One night, he found me in my dorm, crying into my pillow. All the bad things in my life kept piling up until I could barely take it. So, I broke down and let my emotions pour out of me.
"Hey, Y/N." He said, softly, sitting at the edge of my bed. "What's wrong? Do you want to talk about it?" He asked, trying to be careful of my fragile state.
"Oh, you know, it's just that typical college breakdown." I answered through a sniffle. I reluctantly removed my face from the safety of my pillow to look up at him. In exchange, he gave me the sweetest smile I had ever seen.
"You can talk to me about anything, you know that right?" He tells me, placing a comforting hand on my shoulder.

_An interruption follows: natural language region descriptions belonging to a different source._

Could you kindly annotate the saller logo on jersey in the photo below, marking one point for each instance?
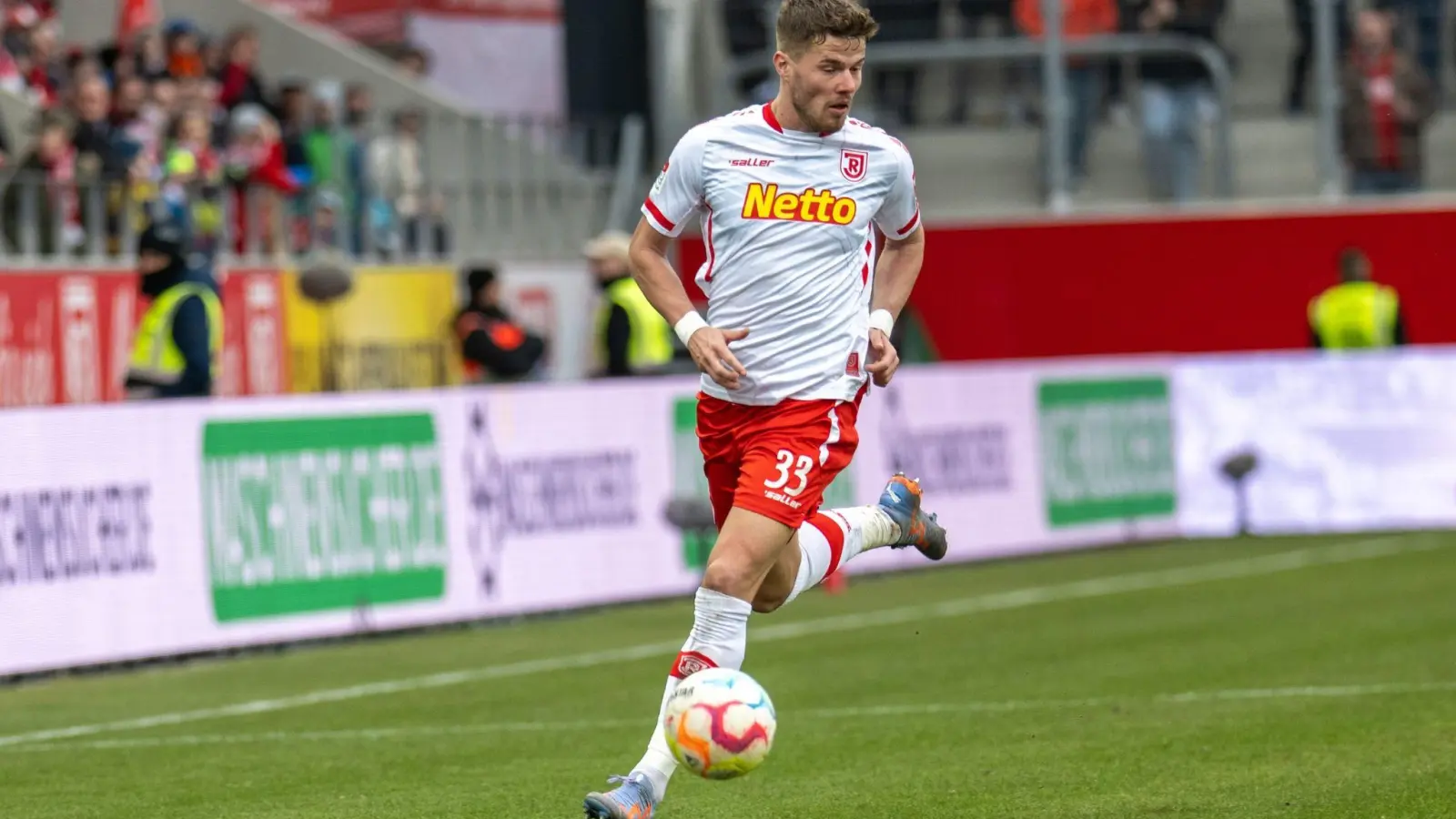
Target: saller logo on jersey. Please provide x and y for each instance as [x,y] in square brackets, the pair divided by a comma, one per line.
[766,201]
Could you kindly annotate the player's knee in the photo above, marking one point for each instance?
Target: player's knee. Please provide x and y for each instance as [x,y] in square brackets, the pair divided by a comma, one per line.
[768,602]
[733,577]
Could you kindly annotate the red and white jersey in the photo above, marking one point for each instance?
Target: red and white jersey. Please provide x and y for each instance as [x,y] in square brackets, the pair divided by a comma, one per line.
[788,222]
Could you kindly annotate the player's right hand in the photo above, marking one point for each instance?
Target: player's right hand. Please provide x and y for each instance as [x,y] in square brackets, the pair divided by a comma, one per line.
[710,350]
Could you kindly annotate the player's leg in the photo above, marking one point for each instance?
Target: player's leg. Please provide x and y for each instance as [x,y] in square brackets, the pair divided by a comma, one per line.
[752,537]
[829,540]
[832,538]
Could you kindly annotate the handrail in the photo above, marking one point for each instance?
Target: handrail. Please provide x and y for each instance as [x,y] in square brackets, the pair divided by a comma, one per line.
[1103,46]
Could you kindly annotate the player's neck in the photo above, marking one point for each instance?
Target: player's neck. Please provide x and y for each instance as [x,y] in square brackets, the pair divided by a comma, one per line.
[788,116]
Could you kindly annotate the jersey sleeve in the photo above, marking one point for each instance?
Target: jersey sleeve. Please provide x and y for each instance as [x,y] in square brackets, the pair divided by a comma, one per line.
[679,188]
[900,213]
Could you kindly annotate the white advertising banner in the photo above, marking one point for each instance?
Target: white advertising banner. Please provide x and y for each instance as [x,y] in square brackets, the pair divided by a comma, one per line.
[1026,458]
[142,531]
[1341,442]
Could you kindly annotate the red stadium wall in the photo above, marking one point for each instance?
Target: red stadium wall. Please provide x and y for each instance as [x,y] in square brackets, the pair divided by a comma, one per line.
[1188,285]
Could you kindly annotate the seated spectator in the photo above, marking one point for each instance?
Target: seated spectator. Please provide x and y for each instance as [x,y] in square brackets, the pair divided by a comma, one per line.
[99,145]
[152,57]
[402,207]
[255,169]
[186,51]
[239,75]
[1079,19]
[1387,104]
[47,178]
[1176,89]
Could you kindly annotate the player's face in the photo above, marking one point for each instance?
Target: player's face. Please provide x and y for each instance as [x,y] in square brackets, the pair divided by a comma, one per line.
[823,82]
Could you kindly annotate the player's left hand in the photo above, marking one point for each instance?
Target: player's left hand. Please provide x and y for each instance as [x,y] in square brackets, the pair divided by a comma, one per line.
[885,360]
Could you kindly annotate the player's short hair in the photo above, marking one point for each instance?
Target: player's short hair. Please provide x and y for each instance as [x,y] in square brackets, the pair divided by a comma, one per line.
[804,24]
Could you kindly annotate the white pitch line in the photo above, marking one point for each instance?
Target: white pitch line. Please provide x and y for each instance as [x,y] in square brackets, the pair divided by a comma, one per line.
[1001,601]
[912,710]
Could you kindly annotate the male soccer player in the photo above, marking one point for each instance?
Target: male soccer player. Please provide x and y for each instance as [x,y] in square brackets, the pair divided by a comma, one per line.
[788,194]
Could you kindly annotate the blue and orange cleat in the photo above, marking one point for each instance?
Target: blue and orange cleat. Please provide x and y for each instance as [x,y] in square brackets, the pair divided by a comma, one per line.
[919,530]
[631,800]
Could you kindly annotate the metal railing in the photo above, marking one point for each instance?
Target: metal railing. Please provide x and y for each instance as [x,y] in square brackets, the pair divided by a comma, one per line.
[485,188]
[1052,51]
[1278,155]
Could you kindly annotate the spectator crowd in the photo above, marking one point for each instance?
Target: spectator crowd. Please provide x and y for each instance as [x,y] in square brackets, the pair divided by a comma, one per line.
[1390,63]
[181,121]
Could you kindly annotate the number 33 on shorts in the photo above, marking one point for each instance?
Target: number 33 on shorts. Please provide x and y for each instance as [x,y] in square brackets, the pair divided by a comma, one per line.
[794,474]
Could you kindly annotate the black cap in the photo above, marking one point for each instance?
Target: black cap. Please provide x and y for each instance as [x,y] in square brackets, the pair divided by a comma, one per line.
[162,238]
[480,276]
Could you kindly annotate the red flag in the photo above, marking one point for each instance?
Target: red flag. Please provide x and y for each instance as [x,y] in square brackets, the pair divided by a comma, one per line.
[136,15]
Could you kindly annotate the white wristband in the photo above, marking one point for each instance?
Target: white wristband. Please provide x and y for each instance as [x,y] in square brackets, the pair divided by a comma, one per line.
[883,321]
[688,325]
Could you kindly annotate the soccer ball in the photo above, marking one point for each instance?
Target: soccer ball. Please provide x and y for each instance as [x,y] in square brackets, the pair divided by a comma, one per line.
[720,723]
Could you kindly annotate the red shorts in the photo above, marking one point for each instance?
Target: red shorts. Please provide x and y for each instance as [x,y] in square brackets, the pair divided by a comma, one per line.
[775,460]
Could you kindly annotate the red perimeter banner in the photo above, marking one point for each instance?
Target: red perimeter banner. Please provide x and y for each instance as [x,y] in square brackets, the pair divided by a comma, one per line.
[385,19]
[1198,283]
[66,336]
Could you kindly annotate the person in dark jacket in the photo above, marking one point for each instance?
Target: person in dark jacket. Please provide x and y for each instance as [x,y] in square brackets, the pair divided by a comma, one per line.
[492,346]
[1387,102]
[179,343]
[1176,91]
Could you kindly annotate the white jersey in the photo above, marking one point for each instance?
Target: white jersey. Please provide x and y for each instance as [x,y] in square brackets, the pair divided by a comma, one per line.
[786,220]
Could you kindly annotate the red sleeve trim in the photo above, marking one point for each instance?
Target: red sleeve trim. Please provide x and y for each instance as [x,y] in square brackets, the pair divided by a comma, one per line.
[662,219]
[910,225]
[771,118]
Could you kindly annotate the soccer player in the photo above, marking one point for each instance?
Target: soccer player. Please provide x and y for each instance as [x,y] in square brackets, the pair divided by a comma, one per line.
[788,196]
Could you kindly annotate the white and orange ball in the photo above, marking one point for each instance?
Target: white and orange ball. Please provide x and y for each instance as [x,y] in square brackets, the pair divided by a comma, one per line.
[720,723]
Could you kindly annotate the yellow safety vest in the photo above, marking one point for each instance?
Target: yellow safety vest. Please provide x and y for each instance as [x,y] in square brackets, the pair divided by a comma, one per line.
[652,344]
[155,358]
[1356,315]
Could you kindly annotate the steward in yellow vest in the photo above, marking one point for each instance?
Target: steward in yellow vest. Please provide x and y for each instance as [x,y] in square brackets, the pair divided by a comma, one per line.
[1358,314]
[631,337]
[179,343]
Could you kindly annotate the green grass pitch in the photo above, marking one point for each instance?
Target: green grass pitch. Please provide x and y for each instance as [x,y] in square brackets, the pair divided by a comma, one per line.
[1281,678]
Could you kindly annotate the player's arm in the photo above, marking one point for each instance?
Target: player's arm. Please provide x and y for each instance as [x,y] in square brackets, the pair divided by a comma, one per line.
[662,286]
[674,198]
[899,267]
[897,271]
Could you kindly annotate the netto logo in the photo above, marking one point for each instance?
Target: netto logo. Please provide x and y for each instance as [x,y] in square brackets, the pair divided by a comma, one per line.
[539,494]
[764,201]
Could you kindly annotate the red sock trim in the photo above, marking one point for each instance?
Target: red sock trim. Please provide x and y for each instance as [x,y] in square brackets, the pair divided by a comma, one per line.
[689,663]
[834,530]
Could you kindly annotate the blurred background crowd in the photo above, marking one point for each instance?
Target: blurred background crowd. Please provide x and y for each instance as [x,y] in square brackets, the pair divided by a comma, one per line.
[179,116]
[419,193]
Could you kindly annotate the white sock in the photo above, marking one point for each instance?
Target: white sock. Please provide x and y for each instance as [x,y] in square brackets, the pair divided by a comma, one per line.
[720,639]
[834,538]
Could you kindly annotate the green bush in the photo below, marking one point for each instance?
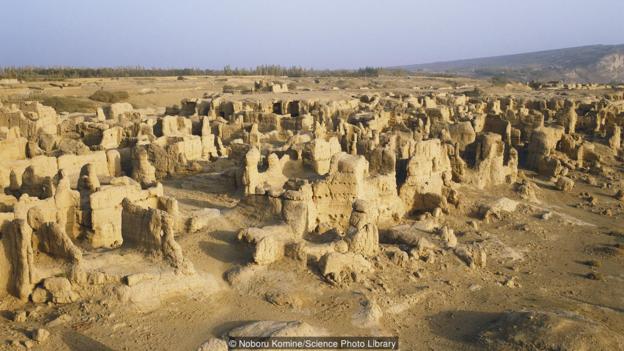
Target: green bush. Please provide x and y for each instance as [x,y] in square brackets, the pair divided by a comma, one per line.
[68,104]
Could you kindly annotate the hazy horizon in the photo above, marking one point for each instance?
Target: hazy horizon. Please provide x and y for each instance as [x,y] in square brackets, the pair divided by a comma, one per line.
[312,34]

‘There's one thing I can't tell you about because it would ruin everything and you'd hate me for it.’ I thought about saying. Instead, I replied "Of course. Thank you, Pete." So, I told him everything except the part where I was in love with my best friend and I was too terrified to do anything about it. He listened intently, offered advice where he could and gave me a shoulder to cry on. After a short while, I was no longer crying.
"Thank you for listening to me. I really appreciate everything you do for me, Pete." I told him, resting my head on his shoulder. I was so close to telling him right at that moment. I wanted to tell him that he made my heart beat a mile a minute. I wanted to tell him that he was the most important person in my life. I wanted to tell him that he made me feel happier than I've felt in years. But his voice interrupted my speeding train of thought.
"You know I'd do anything for you, Y/N. You're my closest friend." He says. The first part of his sentence made my heart jump. The part where he reminded me that we were just friends stung a little. But, it made me realize that we were better as friends. Things were perfect at the moment and I couldn't bring myself to risk changing everything. I couldn't risk losing him. So, I said nothing.
Instead, I suggested that we watch a movie to take our minds of the impending doom of finals season. I made room for him on my bed and we watched Empire Strikes Back on my dingy laptop. By the end of the movie, he was resting his head on my shoulder and sleeping soundly. It pained me to wake him up, but ESU had a strict policy against people of the opposite sex sleeping in the same dorm. As I was about to wake him up, all I could think about was my fear of losing him.
///
Senior year came around and he landed the girl of his dreams. Her name was Mary Jane Watson, or MJ as he liked to call her. They’d been best friends since middle school and he’d been hopelessly in love with her since high school. Since the day we became friends, he always confided in me. He told me all about his high school crush and how he thought he missed his chance. Lucky for him, it turned out that he was wrong.
Although watching them fall in love was painful, it was obvious that they were meant to be together. They were soulmates. He deserved to be happy even if it wasn’t with me. So, I swallowed all the feelings I had for him and let go of any hopes of us being together. He started spending more time with M.J and we started drifting apart. After graduation, we didn’t speak much. He went on to work with Dr. Otto Octavius and I started my first year as a nurse at ES General. Sure, we spoke on the phone every now and then, but we weren’t nearly as close as we used to be.
Losing him as a best friend was even more painful than watching him and MJ fall in love.